Please remember that this is general information and is meant as a guide. All diagnoses and treatment options should be discussed in full with a qualified clinician.
Trigeminal neuralgia is a condition characterised by episodes of severe pain affecting the face, in the distribution of one or more branches of the trigeminal nerve. It tends to come in attacks, or paroxysms, and is often superimposed on a more constant ache. These attacks can last for days or even weeks and when they settle the patient can remain pain free for many months. A sensory trigger, such as chewing, speaking or touching the face in a specific place, can precipitate such attacks. It can also occur as a complication of multiple sclerosis. In many patients the cause is unknown but it is thought that compression of the nerve root or nerve root entry zone by tumours or blood vessels may be responsible.
There is a wide range of drugs available for the treatment of trigeminal pain, carbamazepine being most commonly used. Some patients are intolerant to drugs, or develop a requirement for increasing doses – eventually to the point of unacceptable toxicity - and therefore more radical treatment methods are called for.
Microvascular decompression involves manipulation of the blood vessels that are associated with the nerve root or nerve root entry zone. It is performed under general anaesthetic. This has had consistently good results, with approximately 80 per cent or more of patients being pain free afterwards. However, it has a recurrence rate, and although the complication rate is low, such complications when they do occur can be very serious.
Radiofrequency thermocoagulation is performed under general anaesthetic and produces a permanent lesion at the site of pain origin or trigger spot. This usually results in pain relief in the appropriate area. Results are generally good but complications, including deficits of other cranial nerves and facial numbness can occur.
Glycerol injections provide good pain relief with minimal sensory damage. Glycerol is injected directly into Meckel’s cave and locally damages the nerve. Pain control is generally good in the short term but can be limited and recurrence is relatively common.

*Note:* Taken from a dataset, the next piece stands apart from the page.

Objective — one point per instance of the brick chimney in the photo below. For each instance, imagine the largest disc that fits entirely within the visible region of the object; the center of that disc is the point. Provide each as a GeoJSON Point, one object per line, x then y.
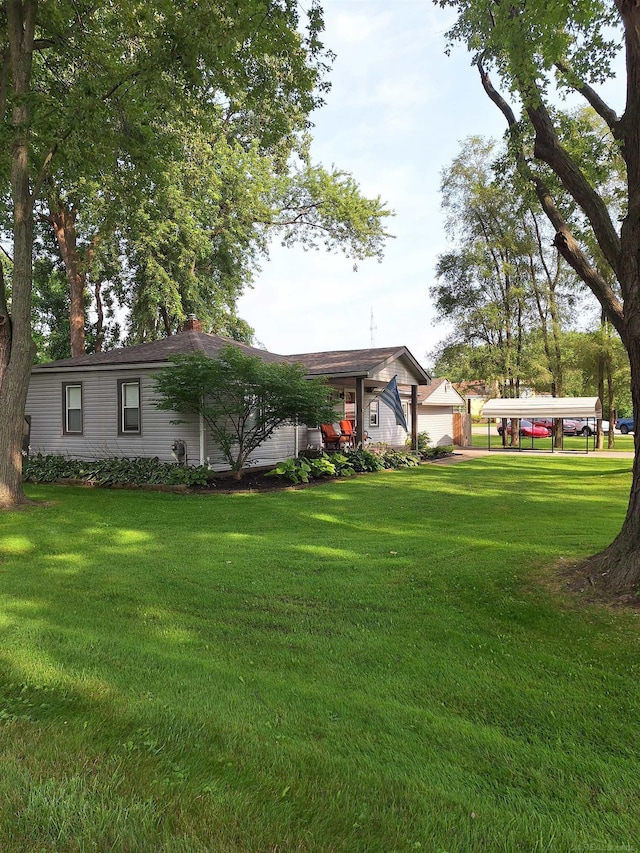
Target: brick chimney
{"type": "Point", "coordinates": [192, 324]}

Gamma knife is becoming increasingly popular for treating this condition. Treatment is delivered to a specific part of the nerve. A large dose can be delivered and tends to be well tolerated by the nerve, usually leaving it intact and fully functional. The complication rate is low but problems with later nerve function are sometimes seen. Successfully treated patients are usually pain free after about three weeks, although pain relief may occur sooner (or indeed later) after treatment. Long-term outcome studies are still needed but favourable results are beginning to emerge. Most patients have some response to treatment but total response rates are lower than for microvascular decompression. Approximately 55 per cent of patients might expect to be pain free, or have much reduced pain, after five years.